Dennis Uy’s Udenna challenges default
MANILA, Philippines — Davao-based tycoon Dennis A. Uy’s Udenna Corp. is set to settle the debts of its $6 billion Clark Global City project after receiving a foreclosure notice from a consortium of banks led by BDO Unibank Inc., the nation’s largest lender.
On Saturday, Uy’s unlisted holding company confirmed a report by the Inquirer that it received a notice of default on July 22, adding that it disputes the findings.
If formalized, the notice could trigger a cascade of defaults from other group liabilities to make it the largest default in Philippine corporate history.
Udenna said the default was issued against subsidiary Clark Global City Corp., which is developing the 177-hectare Clark Global City in the Clark Freeport area of Pampanga.
Udenna, citing the notice of default, said it involved “continuing and irremediable instances of default” in connection with a long-term lease agreement between state-owned Clark International Airport Corp. (CIAC) and Global Gateway Development Corp. (GGDC).
GGDC holds the leasehold rights to the property complex. It was acquired by Clark Global City Corp. in 2017.
“GGDC and CIAC are working on an amicable resolution that will not result in any breach of the master lease agreement,” Udenna said in the statement.
In the meantime, the company said it had responded to the banks to “challenge their conclusion” which triggered the declaration of default.

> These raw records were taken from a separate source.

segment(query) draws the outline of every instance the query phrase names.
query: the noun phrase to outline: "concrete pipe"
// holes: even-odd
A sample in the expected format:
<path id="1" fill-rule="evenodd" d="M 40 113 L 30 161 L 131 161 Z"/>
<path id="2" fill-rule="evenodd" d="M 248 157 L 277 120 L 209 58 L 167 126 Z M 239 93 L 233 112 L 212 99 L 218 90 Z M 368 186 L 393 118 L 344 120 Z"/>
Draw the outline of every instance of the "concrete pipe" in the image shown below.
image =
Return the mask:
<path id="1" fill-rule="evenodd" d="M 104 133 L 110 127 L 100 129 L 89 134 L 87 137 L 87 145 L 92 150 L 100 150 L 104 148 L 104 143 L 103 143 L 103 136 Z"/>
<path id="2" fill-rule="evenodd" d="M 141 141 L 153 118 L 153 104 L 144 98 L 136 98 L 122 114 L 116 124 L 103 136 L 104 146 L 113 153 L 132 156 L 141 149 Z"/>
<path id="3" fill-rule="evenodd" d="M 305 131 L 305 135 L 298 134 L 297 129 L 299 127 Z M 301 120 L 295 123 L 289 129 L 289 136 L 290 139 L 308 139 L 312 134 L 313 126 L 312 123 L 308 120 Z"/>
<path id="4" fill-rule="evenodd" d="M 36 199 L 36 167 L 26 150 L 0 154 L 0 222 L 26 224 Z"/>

“In these circumstances, there has been, in effect, no event of default, or at the very least, no event of irremediable default, under the head lease agreement on the part of CGCC or GGDC,” said Udenna.

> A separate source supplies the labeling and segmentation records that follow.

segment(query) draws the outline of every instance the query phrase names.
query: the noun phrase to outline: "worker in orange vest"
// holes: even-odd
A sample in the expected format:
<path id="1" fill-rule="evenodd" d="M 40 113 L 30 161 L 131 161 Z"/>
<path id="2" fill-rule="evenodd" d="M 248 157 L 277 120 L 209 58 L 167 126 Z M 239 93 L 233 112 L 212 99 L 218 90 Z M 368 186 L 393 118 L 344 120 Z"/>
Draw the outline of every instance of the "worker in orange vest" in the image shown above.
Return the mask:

The issue concerned the failure of the Uy companies to make payments to CIAC. The Inquirer reported that the current debt stood at $4 million (225 million pesos), but banking sources also raised concerns about increased liabilities that could be triggered by so-called default provisions. cross.
Udenna’s liabilities at the end of 2020 stood at more than 254 billion pesos against total assets of 310.34 billion pesos, according to a regulatory filing.
Losses for the year more than doubled to 8.6 billion pesos given the slowdown in business caused by the arrival of the COVID-19 pandemic.
Cross-default clauses, which are common practice when structuring corporate loans, make an event of default by a borrower, regardless of size, legally default on all of its other debts.
A default of this magnitude would be the largest of a private loan in local history, eclipsing loans downgraded in 2019 from Subic-based Hanjin Shipyards with $412 million, or 23 billion pesos at the rate of changes in effect.
Banking sources said Uy had until July 26 to respond favorably to the advice of BDO, which leads a syndicate of banks exposed to its six-year debt-fueled corporate buying spree.
An official with direct knowledge of the matter said BDO’s intention in serving the foreclosure notice was not to seize Uy’s assets, but to force the businessman to come to the table negotiations.
“Foreclosure is not the preferred option,” the official said. “The situation can be corrected if they are ready to work with the banks.”